We know there is no patch for human errata, but here are some do’s and don’ts that one can follow to make it harder for malicious threat actors in order to compromise handheld devices:
- Don’t allow your device to auto-join unknown WiFi networks.
- Always turn off WiFi when you aren’t using it.
- Never send sensitive information over public WiFi’s, use private and secure connections at all times to transmit any sensitive data.
- Only use applications in your devices from official Android Playstore. Never download untrusted applications from a browser.
- Beware of applications from unknown developers or those with bad reviews.
- Keep your applications updated to ensure they have the latest security patches available.
- Don’t grant excess permissions to applications you don’t trust.
- Watch out for ads, giveaways & contests that are too lucrative to be true. These often lead to phishing campaigns that appear to be legitimate.
- Pay attention to URLs. These are harder to verify on mobile devices but it’s worth the effort.
- Never save your login information when you’re using a web browser on an untrusted device.
- Disable automatic Bluetooth pairing.
- Always turn off Bluetooth when you aren’t using it.

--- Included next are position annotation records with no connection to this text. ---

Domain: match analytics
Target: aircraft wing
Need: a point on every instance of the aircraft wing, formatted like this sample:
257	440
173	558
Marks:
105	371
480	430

Smishing (Phishing via SMS)
- Don’t trust messages that attempt to get you to reveal any PII (personally identifiable information).
- Beware of similar tactics in social media applications such as WhatsApp, Facebook Messenger etc.
- Treat messages the same way you would treat email, always think before you click.
Vishing (Voice Phishing)
- Do not respond to phone calls or email requests for personal financial information. If you are concerned, call the organization directly in case of doubt.